Le syndicat a ensuite fait part de son inquiétude concernant plusieurs points :
- La date de mise en application ne laisse aux acteurs aucun temps d’adaptation et de modification de modèle économique des entreprises ni d’information vis-à-vis des particuliers. Ceci est d’autant plus grave que le nombre de rénovations de haute performance à réaliser est important. Il est certain que dans un tel contexte, la mise ne place des nouvelles dispositions et de changement de système vont se traduire par une année blanche pour les entreprises tandis que le secteur du bâtiment est déjà très fragilisé du point de vue économique.

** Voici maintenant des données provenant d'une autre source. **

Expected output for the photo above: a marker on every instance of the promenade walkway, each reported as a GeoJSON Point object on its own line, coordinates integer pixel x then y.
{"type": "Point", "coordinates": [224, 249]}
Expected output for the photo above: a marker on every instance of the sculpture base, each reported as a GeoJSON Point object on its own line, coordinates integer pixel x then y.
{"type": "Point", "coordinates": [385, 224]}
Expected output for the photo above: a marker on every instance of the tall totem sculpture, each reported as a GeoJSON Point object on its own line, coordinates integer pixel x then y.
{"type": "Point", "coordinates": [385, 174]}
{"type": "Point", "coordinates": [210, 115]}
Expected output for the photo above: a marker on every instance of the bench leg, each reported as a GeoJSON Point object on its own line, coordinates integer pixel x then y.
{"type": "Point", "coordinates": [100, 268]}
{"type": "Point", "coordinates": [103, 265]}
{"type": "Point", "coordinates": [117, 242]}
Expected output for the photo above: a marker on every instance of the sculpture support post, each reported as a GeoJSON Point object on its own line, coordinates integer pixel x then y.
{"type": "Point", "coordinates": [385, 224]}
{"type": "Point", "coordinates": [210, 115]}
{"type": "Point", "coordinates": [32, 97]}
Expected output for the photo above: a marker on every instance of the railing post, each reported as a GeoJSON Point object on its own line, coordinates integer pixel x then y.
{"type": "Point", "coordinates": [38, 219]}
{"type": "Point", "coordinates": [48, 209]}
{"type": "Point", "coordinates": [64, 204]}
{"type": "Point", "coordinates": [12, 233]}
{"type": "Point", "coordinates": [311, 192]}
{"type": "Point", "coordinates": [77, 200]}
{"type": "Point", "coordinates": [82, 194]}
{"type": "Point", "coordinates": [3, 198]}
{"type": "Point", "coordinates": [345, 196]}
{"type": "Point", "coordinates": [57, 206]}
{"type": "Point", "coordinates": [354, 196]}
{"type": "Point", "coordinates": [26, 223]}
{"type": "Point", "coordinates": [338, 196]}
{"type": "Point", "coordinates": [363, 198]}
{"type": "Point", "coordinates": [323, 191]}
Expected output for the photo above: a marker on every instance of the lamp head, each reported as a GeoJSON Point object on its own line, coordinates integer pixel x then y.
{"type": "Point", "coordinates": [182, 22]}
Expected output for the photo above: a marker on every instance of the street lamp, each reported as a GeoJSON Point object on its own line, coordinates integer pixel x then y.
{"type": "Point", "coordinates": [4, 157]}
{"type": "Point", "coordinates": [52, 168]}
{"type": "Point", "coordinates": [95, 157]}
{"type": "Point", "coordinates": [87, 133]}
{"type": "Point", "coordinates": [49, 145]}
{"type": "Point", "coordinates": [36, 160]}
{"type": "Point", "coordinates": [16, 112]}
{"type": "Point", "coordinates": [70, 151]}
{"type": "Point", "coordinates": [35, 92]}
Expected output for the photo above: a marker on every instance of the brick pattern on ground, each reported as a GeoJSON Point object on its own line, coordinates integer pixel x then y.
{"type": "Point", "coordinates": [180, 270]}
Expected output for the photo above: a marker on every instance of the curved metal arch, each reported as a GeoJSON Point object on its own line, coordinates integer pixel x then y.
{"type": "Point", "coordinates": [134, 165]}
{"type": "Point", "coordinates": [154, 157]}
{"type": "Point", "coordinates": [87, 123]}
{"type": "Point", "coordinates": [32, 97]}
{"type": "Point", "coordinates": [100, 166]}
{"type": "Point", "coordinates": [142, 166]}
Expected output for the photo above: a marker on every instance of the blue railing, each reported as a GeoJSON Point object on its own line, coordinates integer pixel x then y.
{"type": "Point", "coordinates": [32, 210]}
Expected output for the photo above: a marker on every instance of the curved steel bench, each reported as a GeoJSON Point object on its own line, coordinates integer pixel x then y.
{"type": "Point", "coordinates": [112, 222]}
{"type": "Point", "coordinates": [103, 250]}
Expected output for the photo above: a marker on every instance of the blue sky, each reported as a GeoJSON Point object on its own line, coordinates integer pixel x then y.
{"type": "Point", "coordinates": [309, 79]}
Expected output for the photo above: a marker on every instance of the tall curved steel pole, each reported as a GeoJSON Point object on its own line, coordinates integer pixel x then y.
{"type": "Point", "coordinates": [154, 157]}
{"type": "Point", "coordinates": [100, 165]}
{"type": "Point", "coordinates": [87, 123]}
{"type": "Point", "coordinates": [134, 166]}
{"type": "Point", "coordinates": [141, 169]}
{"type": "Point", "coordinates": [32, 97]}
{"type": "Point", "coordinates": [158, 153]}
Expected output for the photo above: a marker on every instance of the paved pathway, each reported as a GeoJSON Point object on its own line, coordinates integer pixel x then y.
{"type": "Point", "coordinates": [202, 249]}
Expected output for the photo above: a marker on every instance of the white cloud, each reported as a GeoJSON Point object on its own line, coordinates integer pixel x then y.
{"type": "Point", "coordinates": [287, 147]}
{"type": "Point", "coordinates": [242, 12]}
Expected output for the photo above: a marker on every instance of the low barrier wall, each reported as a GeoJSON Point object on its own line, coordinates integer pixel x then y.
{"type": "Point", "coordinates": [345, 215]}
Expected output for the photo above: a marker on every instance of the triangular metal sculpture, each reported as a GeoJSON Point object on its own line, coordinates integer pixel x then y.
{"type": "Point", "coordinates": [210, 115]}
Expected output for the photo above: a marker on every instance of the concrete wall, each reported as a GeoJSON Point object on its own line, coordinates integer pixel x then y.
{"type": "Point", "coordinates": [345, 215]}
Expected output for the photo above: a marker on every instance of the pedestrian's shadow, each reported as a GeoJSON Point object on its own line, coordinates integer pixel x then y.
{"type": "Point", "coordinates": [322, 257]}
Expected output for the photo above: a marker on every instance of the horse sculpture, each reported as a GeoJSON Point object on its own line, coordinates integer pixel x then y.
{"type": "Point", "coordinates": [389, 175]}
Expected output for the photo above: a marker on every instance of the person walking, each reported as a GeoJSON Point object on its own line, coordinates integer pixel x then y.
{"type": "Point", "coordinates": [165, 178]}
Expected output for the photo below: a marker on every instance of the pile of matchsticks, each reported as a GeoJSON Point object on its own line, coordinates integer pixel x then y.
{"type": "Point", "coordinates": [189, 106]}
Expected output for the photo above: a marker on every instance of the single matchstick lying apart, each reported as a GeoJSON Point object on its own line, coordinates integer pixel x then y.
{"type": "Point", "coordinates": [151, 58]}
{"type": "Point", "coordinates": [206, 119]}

- Pour atteindre les objectifs, le nombre d’accompagnateurs rénov’ (MonAccompagnateurRénov’ (MAR)) doit être de plusieurs milliers. Or, le nombre annoncé pour le début de l’année 2024 par le Ministère de la Transition énergétique – 2 000 – paraître déraisonnablement bas. Il semble donc illusoire de penser que les dossiers seront traités dans les délais compatibles avec l’activité des entreprises.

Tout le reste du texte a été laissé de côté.